The pipeline uses CodePipeline with CodeBuild and approval gates:

version: 0.2

phases:
  install:
    runtime-versions:
      python: 3.11
    commands:
      - pip install -r requirements.txt
      - pip install bandit safety
  pre_build:
    commands:
      - bandit -r src/ --exit-zero
      - safety check --full-report
      - docker login -u AWS -p $(aws ecr get-login-password) $AWS_ACCOUNT.dkr.ecr.$AWS_REGION.amazonaws.com
  build:
    commands:
      - docker build -t product-service .
      - docker tag product-service:latest $ECR_REPO:latest
      - docker push $ECR_REPO:latest
  post_build:
    commands:
      - printf '[{"name":"product-service","imageUri":"%s:latest"}]' $ECR_REPO > imagedefinitions.json
artifacts:
  files:
    - imagedefinitions.json

Pipeline stages:

Source — GitHub repository (webhook trigger)
Build — CodeBuild runs tests, security scanning, Docker build/push
Staging Deploy — Deploy to staging ECS service
Integration Test — Run smoke tests against staging
Approval — Manual approval gate
Production Deploy — Deploy to production ECS service (canary deploy)

Observability Stack

Component	Service	Purpose
Metrics	CloudWatch + Custom Metrics	CPU, memory, request count, error rate, business metrics
Logs	CloudWatch Logs + Grafana Loki	Application logs with structured JSON
Tracing	X-Ray + OpenTelemetry Collector	Distributed traces, service map
Dashboards	Grafana (provisioned)	Unified view across CloudWatch, Prometheus, Loki
Alerting	CloudWatch Alarms + Grafana Alerting	SLO-based burn rate alerts routed to on-call

Security Controls

Control	Implementation
Encryption at rest	KMS envelope encryption for RDS, EBS, S3, ElastiCache
Encryption in transit	TLS 1.3 via ACM (CloudFront + ALB), mTLS between services
WAF	AWS Managed Rules + rate-based blocking
DDoS	Shield Advanced
Network segmentation	Security groups per tier, NACL subnet-level deny lists
IAM	Least-privilege roles, task roles for ECS, service roles for RDS
Secrets	AWS Secrets Manager, rotated automatically
Audit	CloudTrail (management + data events), Config rules

Terraform Module Structure

terraform/
  modules/
    vpc/              — VPC, subnets, route tables, NAT Gateways, TG attachments
    ecs-cluster/      — ECS cluster, capacity providers, task definitions, services
    rds-aurora/       — DB cluster, instances, subnet groups, parameter groups
    elasticache/      — Redis replication group, subnet group, parameter group
    alb/              — ALB, target groups, listeners, WAF association
    route53/          — DNS zones, records, health checks
    cloudfront/       — Distribution, origin, WAF association, behaviors
    ci-cd/            — CodePipeline, CodeBuild, ECR repositories
    monitoring/       — CloudWatch dashboards, alarms, log groups
    security/         — KMS keys, WAF ACLs, Shield, Secrets Manager, IAM roles
    s3-backend/       — S3 bucket, DynamoDB table for Terraform state
  environments/
    dev/              — Smaller instances, single AZ
    staging/          — Full multi-AZ, no cross-region
    prod/             — Multi-region, all features

Incident Response Runbook Template

Each runbook should include:

Detection — What alert fires, what SLI/SLO is breached
Triage — Check Grafana dashboard, X-Ray traces, CloudWatch Logs
Mitigation — Specific steps (e.g., failover to secondary region)
Resolution — Apply fix, verify, update runbook
Post-mortem — Root cause, timeline, action items

Info

Store runbooks alongside your Terraform code in a runbooks/ directory.

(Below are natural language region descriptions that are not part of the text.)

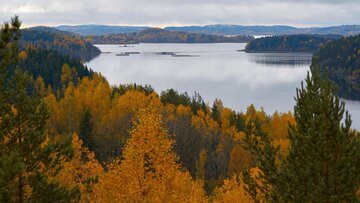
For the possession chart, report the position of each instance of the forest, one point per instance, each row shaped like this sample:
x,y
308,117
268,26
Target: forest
x,y
66,135
289,43
157,35
339,61
63,42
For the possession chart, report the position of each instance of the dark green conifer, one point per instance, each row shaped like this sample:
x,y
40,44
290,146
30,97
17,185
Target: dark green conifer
x,y
323,163
26,159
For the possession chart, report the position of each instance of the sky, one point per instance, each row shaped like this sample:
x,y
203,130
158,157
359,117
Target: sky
x,y
161,13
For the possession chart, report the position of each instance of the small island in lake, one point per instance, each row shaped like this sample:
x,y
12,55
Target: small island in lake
x,y
340,62
289,43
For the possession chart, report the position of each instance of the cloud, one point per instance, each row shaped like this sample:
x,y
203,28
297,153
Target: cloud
x,y
183,12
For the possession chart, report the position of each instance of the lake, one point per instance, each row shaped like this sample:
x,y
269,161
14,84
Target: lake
x,y
267,80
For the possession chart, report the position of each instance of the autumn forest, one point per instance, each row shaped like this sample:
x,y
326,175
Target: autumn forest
x,y
67,135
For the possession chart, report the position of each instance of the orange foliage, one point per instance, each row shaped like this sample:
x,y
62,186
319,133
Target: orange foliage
x,y
149,171
81,171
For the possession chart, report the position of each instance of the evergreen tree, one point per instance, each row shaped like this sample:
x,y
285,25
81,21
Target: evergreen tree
x,y
27,160
323,163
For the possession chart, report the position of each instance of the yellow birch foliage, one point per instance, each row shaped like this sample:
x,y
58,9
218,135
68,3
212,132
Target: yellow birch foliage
x,y
232,191
81,171
149,171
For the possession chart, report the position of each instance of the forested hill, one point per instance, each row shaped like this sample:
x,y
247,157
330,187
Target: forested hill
x,y
340,61
156,35
100,29
267,30
60,41
289,43
50,65
217,29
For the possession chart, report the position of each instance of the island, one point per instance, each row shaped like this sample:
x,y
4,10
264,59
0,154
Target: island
x,y
289,43
157,35
339,61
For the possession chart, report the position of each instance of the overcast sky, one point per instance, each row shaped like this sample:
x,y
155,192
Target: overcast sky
x,y
160,13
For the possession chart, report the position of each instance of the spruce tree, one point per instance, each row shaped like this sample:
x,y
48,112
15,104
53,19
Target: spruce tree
x,y
323,162
27,159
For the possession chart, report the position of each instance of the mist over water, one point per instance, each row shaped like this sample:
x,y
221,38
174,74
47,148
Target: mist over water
x,y
267,80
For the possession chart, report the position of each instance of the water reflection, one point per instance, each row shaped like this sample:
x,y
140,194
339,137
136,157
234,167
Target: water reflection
x,y
276,59
219,71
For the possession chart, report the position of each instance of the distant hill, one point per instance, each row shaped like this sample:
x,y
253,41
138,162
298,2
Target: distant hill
x,y
217,29
289,43
339,60
100,29
49,63
268,30
63,42
157,35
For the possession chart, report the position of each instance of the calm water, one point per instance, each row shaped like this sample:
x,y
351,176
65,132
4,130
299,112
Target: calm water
x,y
215,71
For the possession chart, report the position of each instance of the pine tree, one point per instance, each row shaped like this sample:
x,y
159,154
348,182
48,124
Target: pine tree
x,y
323,162
27,160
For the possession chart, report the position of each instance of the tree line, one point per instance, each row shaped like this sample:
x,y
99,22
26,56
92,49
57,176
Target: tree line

Keep them in version control so they evolve with the infrastructure.

Summary

This reference architecture brings together every concept from the course: VPC design, container orchestration, database high availability, global traffic routing, CI/CD, observability, and defense-in-depth security. Use it as the starting point for your capstone project and adapt it to your specific requirements.